I am an associate professor in Computer Engineering at Koç University in Istanbul working at the Artificial Intelligence Laboratory. Previously I was at the MIT AI Lab and later co-founded Inquira, Inc. My research is in natural language processing and machine learning. For prospective students here are some research topics, papers, classes, blog posts and past students.
Koç Üniversitesi Bilgisayar Mühendisliği Bölümü'nde öğretim üyesiyim ve Yapay Zeka Laboratuarı'nda çalışıyorum. Bundan önce MIT Yapay Zeka Laboratuarı'nda çalıştım ve Inquira, Inc. şirketini kurdum. Araştırma konularım doğal dil işleme ve yapay öğrenmedir. İlgilenen öğrenciler için araştırma konuları, makaleler, verdiğim dersler, Türkçe yazılarım, ve mezunlarımız.

April 14, 2014

On the emergence of visual cortex receptive field properties

I have always found the story of the development of our understanding of the visual cortex fascinating. Within a span of four decades we went from "The visual neurons do what?" to "That's exactly what we would do if we were to engineer a visual system." to "Look: if I show some random network some random images, it self organizes exactly in that way!" Successful scientific theories seem to end up showing us the inevitability of what we observe: "Oh, it had to be that way!" The trick is to come up with the right explanation (a la David Deutsch) for why things are the way they are...

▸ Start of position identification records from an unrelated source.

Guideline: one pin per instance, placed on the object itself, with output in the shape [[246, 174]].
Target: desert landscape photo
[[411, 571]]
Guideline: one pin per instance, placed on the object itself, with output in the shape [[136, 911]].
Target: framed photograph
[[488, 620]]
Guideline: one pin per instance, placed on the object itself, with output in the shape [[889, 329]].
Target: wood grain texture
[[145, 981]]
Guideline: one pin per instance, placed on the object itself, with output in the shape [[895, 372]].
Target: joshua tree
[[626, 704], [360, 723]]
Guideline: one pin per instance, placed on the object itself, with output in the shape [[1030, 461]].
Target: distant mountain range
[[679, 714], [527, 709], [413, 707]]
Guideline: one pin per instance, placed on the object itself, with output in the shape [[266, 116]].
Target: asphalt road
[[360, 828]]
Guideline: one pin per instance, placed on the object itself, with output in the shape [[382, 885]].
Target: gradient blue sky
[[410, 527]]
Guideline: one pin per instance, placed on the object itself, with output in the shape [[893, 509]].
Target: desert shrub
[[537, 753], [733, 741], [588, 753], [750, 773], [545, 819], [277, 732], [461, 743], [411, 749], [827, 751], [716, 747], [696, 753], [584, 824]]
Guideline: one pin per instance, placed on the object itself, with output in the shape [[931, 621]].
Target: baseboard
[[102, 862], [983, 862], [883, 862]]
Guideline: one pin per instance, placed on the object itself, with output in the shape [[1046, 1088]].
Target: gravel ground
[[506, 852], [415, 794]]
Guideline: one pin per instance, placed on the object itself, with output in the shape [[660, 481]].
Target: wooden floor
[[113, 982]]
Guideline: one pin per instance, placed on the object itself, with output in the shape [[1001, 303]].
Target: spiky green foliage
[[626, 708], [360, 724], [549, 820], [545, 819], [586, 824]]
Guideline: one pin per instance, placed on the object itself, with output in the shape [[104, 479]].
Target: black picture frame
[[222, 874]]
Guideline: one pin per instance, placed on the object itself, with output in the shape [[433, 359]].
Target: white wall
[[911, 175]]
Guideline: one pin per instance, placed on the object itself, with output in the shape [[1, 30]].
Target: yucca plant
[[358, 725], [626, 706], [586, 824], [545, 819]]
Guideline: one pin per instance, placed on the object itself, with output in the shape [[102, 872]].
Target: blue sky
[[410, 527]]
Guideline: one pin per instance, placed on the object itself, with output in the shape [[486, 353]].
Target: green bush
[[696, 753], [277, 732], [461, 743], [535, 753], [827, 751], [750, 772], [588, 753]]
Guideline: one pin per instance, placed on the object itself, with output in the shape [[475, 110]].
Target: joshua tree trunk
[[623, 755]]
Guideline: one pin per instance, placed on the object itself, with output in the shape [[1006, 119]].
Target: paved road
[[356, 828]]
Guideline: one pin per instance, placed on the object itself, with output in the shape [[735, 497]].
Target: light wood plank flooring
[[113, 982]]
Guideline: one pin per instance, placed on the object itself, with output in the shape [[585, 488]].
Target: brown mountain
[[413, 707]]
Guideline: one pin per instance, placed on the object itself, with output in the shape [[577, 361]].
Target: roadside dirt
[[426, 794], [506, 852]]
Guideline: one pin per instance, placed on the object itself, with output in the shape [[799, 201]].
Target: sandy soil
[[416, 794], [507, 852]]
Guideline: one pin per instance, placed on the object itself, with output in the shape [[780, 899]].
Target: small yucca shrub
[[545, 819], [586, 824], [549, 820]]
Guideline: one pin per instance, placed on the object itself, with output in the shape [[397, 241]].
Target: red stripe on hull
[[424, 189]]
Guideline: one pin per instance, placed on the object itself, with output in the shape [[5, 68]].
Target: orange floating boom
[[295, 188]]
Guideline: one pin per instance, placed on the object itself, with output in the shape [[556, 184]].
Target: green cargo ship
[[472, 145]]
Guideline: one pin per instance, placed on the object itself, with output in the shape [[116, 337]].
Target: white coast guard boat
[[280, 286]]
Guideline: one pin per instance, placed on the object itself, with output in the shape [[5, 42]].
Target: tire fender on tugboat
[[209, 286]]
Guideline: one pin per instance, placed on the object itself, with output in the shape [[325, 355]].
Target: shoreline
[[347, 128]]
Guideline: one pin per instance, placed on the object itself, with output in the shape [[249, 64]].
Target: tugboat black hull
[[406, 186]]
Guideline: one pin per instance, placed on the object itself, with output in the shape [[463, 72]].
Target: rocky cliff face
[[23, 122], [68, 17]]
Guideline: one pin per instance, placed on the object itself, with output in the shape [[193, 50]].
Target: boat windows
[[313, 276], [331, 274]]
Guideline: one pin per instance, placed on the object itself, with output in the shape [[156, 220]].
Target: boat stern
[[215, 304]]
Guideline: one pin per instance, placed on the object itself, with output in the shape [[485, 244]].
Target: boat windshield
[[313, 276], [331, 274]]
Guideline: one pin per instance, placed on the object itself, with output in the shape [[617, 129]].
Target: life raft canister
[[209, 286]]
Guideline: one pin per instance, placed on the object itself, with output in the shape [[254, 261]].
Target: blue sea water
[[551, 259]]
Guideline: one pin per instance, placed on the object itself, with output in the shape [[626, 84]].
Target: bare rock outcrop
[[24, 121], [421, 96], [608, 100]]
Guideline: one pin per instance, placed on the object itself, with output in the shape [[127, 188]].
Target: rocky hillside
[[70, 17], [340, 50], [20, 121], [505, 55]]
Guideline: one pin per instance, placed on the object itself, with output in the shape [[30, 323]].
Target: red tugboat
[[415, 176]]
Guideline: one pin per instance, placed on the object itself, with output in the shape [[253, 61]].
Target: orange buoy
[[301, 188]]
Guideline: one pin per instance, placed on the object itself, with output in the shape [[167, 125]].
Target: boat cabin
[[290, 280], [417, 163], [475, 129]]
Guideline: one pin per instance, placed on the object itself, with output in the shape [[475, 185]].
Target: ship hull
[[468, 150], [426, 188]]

The light sensitive neurons of the retina (120 million rods and 6 million cones) pass their electrical signals through several intermediate layers to ganglion cells, which extend about 1.5 million cell fibers (the optic nerve) into the brain for further processing. Passing through the LGN in mid-brain, the signals end up in the visual cortex at the back where their processing eventually lead to our perception of visual objects and events.

Now, the rods and cones fire when light falls on them, they are simple photoreceptors. Ganglions, on the other hand, receive inputs from a large number of photoreceptors, so we'd like to know their receptive field. The receptive field of a ganglion is the region of the retina that effects its firing when stimulated. Kuffler (1953) showed that cat ganglion cells have a receptive field with a "center surround" pattern:

Note that these cells will respond strongly to a patch of light with the right size and location, but unlike rods and cones, they will not respond strongly to a uniformly bright surface because the excitatory (+) and the inhibitory (-) areas will approximately cancel out.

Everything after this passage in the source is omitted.